Mit „Ich & Kaminski“ adaptiert Drehbuchautor und Regisseur Wolfgang Becker, der mit „Good Bye, Lenin!“ (2003) international bekannt wurde, seitdem aber nicht mehr auf dem Regiestuhl Platz genommen hatte, Daniel Kehlmanns gleichnamigen Roman. Wolfgang Becker unterteilt seinen Film in acht Kapitel. Im Gespräch mit dem Rezensenten führt Becker dazu aus: „Die meisten Filme bauen auf einer Dreiaktigkeit auf. Bei der Adaption stellte ich jedoch fest, dass diese Konstruktion für dieses Projekt völlig untauglich ist. Daher entschied ich mich, den Film in Kapiteln zu erzählen, was aber nichts mit Buchkapiteln zu tun hat. Im Film sind es acht Kapitel, die acht Bögen der Geschichte bilden. Sie erlauben auch, zwischen ihnen die Tonart zu variieren. Jedes Kapitel besitzt eine Überschrift, ein Thema, was mit der Vielschichtigkeit der Thematik zu tun hat. Analog zum Roman ist der Film nicht monothematisch wie viele Mainstream-Filme, die oft um einen einzigen Konflikt kreisen. Der Film unterscheidet sich in vieler Beziehung von dem üblichen Schema der Konfliktstellung, Durchführung und Lösung. Es gibt am Ende nicht mal eine Katharsis.“ Zu den Kunstmitteln des Filmes gehören auch Rückblenden und imaginierte Passagen, in denen Filmbilder in Gemälde übergehen und umgekehrt.

„Ich & Kaminski“ zeichnet sich durch eine internationale Besetzung aus. Dazu gehören nicht nur der Däne Jesper Christensen, sondern auch der Franzose Denis Lavant, die in England geborene, aber ebenso in Frankreich arbeitende Amira Casar sowie die eigentlich in Kalifornien geborene Geraldine Chaplin, die freilich im Laufe ihrer fünfzigjährigen Schauspiel-Karriere in verschiedenen Sprachen gedreht hat. Überraschen mag es, dass die Rolle des hemmungslos sich überschätzenden Kunstjournalisten, der für eine Story über Leichen geht, mit Daniel Brühl besetzt wird, der eher als „Liebling der Nation“, nicht nur in Beckers „Goodbye, Lenin!“, bekannt ist. Brühl bemüht sich sichtlich, gegen sein Image anzuspielen, wobei die häufig eingesetzte Off-Stimme seine frech-manipulative Art unterstützt. Jesper Christensen gelingt es, Kaminski als gebrechlichen, aber durchaus wachen und hinterlistigen Mann glaubwürdig darzustellen.

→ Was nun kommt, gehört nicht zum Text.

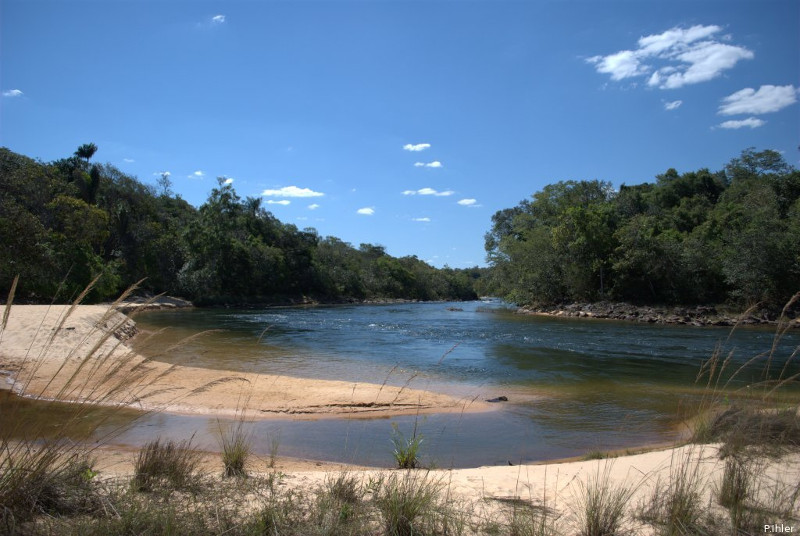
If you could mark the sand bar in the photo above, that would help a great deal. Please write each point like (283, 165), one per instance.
(80, 354)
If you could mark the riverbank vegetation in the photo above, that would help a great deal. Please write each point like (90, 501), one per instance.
(84, 219)
(724, 237)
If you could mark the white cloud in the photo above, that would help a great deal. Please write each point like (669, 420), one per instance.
(674, 58)
(751, 122)
(766, 100)
(428, 191)
(292, 191)
(705, 62)
(417, 147)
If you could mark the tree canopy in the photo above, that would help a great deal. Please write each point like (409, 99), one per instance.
(697, 237)
(64, 223)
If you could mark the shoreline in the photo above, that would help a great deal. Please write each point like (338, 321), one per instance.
(79, 354)
(698, 316)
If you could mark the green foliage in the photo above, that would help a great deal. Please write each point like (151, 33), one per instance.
(83, 220)
(698, 237)
(406, 450)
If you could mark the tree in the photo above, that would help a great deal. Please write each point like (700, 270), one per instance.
(86, 151)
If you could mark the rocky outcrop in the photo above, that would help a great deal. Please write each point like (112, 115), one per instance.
(694, 316)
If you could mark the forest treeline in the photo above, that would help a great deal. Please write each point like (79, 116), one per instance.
(730, 236)
(65, 222)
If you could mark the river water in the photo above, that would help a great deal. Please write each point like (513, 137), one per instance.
(573, 385)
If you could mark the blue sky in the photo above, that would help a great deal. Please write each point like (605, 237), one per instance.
(401, 123)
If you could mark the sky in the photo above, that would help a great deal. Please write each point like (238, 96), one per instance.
(401, 123)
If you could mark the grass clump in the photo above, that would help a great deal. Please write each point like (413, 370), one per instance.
(406, 450)
(409, 503)
(600, 505)
(676, 507)
(236, 443)
(168, 463)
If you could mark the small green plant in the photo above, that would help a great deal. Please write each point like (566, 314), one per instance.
(167, 462)
(675, 507)
(600, 505)
(406, 450)
(409, 503)
(235, 441)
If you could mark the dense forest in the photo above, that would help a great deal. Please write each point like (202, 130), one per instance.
(702, 237)
(66, 222)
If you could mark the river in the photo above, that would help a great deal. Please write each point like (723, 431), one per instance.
(573, 385)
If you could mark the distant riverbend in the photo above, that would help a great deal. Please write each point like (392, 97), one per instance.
(573, 385)
(701, 315)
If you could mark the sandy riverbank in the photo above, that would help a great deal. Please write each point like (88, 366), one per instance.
(80, 354)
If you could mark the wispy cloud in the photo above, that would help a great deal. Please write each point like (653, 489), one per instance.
(428, 191)
(674, 58)
(434, 164)
(416, 147)
(765, 100)
(752, 122)
(292, 191)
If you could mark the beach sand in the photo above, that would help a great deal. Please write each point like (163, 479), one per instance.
(80, 354)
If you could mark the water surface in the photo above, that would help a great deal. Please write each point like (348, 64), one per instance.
(574, 385)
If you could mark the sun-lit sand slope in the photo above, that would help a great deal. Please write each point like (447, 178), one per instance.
(79, 354)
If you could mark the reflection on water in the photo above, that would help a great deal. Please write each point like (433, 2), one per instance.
(573, 385)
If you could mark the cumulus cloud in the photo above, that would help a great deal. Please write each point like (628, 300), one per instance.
(434, 164)
(751, 122)
(674, 58)
(417, 147)
(428, 191)
(766, 99)
(291, 191)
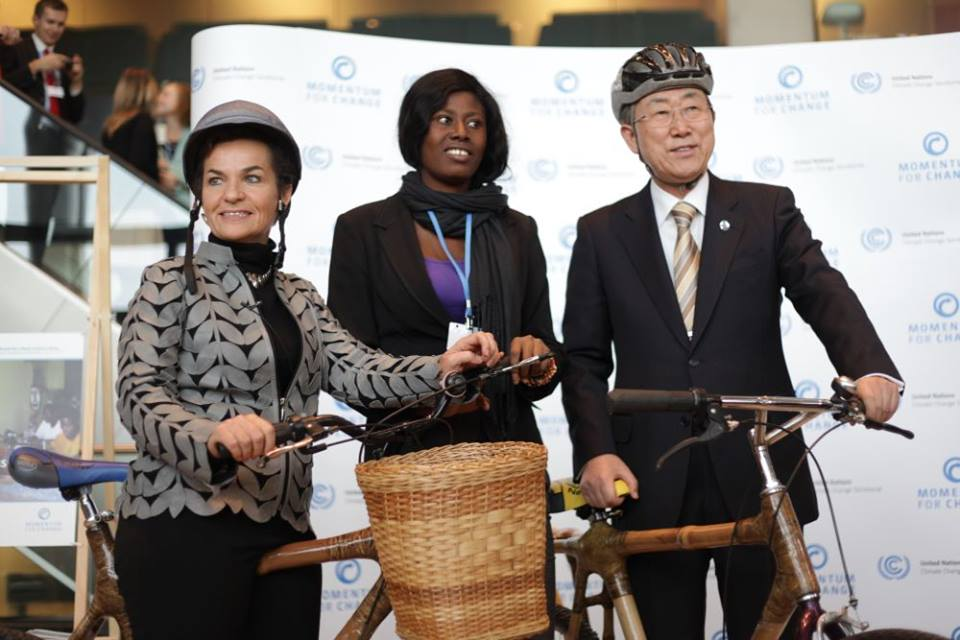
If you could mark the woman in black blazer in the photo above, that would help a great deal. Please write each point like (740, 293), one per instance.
(393, 282)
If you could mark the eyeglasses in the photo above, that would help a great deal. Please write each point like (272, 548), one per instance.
(663, 118)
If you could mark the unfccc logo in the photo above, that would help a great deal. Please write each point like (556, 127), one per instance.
(348, 571)
(946, 305)
(324, 496)
(935, 143)
(315, 157)
(818, 556)
(343, 67)
(197, 76)
(566, 81)
(790, 77)
(768, 167)
(893, 567)
(951, 469)
(876, 239)
(543, 170)
(865, 82)
(807, 389)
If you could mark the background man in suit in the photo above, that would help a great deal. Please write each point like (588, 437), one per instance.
(55, 81)
(684, 279)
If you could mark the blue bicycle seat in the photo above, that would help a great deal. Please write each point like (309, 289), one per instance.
(47, 470)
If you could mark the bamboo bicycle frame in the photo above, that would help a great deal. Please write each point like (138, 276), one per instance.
(602, 549)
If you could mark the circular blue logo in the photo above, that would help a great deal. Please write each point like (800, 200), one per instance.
(818, 556)
(566, 81)
(893, 567)
(946, 305)
(786, 323)
(935, 143)
(324, 495)
(951, 469)
(865, 82)
(197, 76)
(344, 67)
(317, 157)
(807, 389)
(348, 571)
(768, 167)
(876, 239)
(790, 77)
(543, 170)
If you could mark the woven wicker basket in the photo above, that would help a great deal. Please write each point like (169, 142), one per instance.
(461, 534)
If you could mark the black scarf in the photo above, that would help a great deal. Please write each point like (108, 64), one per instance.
(492, 274)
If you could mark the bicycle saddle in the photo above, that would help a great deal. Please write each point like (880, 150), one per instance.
(47, 470)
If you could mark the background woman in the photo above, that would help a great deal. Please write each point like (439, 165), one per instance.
(172, 112)
(216, 346)
(128, 131)
(399, 270)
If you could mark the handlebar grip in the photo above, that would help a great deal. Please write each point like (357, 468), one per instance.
(628, 401)
(283, 432)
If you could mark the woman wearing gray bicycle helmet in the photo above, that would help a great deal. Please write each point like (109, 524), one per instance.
(216, 346)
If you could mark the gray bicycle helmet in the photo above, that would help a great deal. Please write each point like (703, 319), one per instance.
(661, 66)
(262, 124)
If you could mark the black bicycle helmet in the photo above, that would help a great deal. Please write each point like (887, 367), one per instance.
(236, 113)
(658, 67)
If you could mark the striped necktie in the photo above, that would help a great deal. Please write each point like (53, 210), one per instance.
(686, 263)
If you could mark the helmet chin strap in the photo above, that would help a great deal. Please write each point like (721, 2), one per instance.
(686, 186)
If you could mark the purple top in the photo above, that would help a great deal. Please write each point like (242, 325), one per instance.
(447, 285)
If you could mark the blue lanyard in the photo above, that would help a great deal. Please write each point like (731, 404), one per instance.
(464, 276)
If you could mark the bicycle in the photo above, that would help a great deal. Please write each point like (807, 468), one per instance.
(602, 549)
(75, 478)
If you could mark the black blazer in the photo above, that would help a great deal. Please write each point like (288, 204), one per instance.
(14, 61)
(381, 293)
(136, 142)
(619, 292)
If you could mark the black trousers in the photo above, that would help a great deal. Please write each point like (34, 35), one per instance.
(195, 577)
(670, 588)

Mit einem satirischen Ton erzählt „Ich & Kaminski“ von einem subtilen Kampf zwischen zwei Meistern der Manipulation, wer wen eigentlich manipuliert. Dies erzeugt Spannung und Komik zugleich. Dazu führt Wolfgang Becker aus: „Sebastian Zöllner ist ein skrupelloser, eitler, sich selbst überschätzender Journalist. Noch bevor wir Kaminski im Film überhaupt kennenlernen, tut uns der alte Mann schon leid. Im Laufe des Films entpuppt er sich allerdings als ebenbürtiger Partner. Die anfängliche Angst, Zöllner könnte ihn für seine Zwecke nach Belieben instrumentalisieren, verflüchtigt sich dann nach und nach. Für mich war es besonders reizvoll, von zwei Menschen zu erzählen, die am Anfang so unterschiedlich wie nur möglich wirken, am Ende sich aber doch viel ähnlicher sind, als man und sie selbst je gedacht hätten.“

„Ich & Kaminski“ verknüpft die satirische Komödie mit einem Roadmovie durch halb Europa und insbesondere auch mit einem spannenden Zweikampf zwischen zwei auf den ersten Blick verschiedenen Persönlichkeiten, die sich aber in der Wahl ihrer Mittel immer mehr angleichen.